Emerging artist gets Bar Harbor show 

Tom Coyle

BAR HARBOR — D’Alessio Gallery, home of Maine artist Russell D’Alessio, will present “Outsider In: The Untamable Art of Tom Coyle” this September at 12 Mount Desert St., in Bar Harbor, on the Village Green. The opening reception for the month-long exhibit will be from 6-9 p.m. Sept. 2. 

“It’s funny to be presenting the first gallery show ever for an emerging artist who happens to be 60,” said Linda D’Alessio, manager of D’Alessio Gallery. “And he’s been right under our noses for 20 years.”  

In fact, Coyle and the D’Alessios are sort of related. “I’m their youngest son’s ex-brother-in-law,” said Coyle, of Bangor. “I always love seeing Russ and Linda at family events, they’re great people, and a good laugh.” 

For most of the past 20 years, Coyle’s art never came up. “It’s my hobby, and as much as it’s fun, you don’t want to bore people with your hobby, especially when they’re real artists,” says Coyle. “But I kept painting when I had free time from work. When I got the chance to show Linda and Russ a few pieces, I guess they liked them.” 

Artwork by Tom Coyle.

“I find [his paintings] fascinating. They’re powerful but very expressive with dark and light themes undercut with humor. Meanwhile, he’s mixing this sort of old-school punk-rock sensibility with the Middle Ages, archeological influences, history, strange symbolism, and really just a lot of imagination. Tom’s work is unusual and it’s authentic, and we expect collectors will take notice,” said Russell. 

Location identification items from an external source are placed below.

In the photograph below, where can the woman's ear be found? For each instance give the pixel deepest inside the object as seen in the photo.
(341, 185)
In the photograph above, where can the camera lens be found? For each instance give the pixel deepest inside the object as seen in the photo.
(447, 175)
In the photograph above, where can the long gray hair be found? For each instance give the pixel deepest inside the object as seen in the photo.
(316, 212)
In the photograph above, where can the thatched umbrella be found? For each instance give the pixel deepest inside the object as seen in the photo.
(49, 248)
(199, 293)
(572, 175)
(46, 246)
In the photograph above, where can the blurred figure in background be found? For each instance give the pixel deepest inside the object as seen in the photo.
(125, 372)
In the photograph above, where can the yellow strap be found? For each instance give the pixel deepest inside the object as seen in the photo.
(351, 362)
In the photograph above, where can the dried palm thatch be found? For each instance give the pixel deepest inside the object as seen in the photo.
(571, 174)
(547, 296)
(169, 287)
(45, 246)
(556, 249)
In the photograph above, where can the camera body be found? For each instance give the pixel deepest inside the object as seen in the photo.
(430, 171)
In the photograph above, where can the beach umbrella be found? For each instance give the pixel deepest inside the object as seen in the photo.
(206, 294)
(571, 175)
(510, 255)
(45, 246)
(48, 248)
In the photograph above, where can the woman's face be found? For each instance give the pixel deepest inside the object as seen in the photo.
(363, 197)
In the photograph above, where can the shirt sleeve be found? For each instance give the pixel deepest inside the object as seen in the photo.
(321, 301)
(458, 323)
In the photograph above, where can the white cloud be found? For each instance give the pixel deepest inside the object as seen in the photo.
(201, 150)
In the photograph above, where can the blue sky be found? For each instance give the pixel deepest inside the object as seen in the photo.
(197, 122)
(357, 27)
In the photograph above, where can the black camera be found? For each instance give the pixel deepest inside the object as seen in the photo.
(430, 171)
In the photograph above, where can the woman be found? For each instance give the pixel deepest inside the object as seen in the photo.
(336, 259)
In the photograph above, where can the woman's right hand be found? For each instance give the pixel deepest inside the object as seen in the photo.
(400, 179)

The show’s title refers to Coyle’s status as an “outsider” artist. “It means self-taught and you don’t really have contacts in the art world, which actually I do, but, yes, I don’t think anyone would be shocked to learn I’ve never had a lesson,” Coyle joked. “I also don’t have an amazing or tragic personal profile like some of those real outsider people, who sometimes led sad and restricted lives,” says Coyle. “I’m just a guy who paints.” 

“We don’t do this often – feature another artist at the gallery,” Linda said. “But we felt compelled this year, by the work. People should see these paintings.”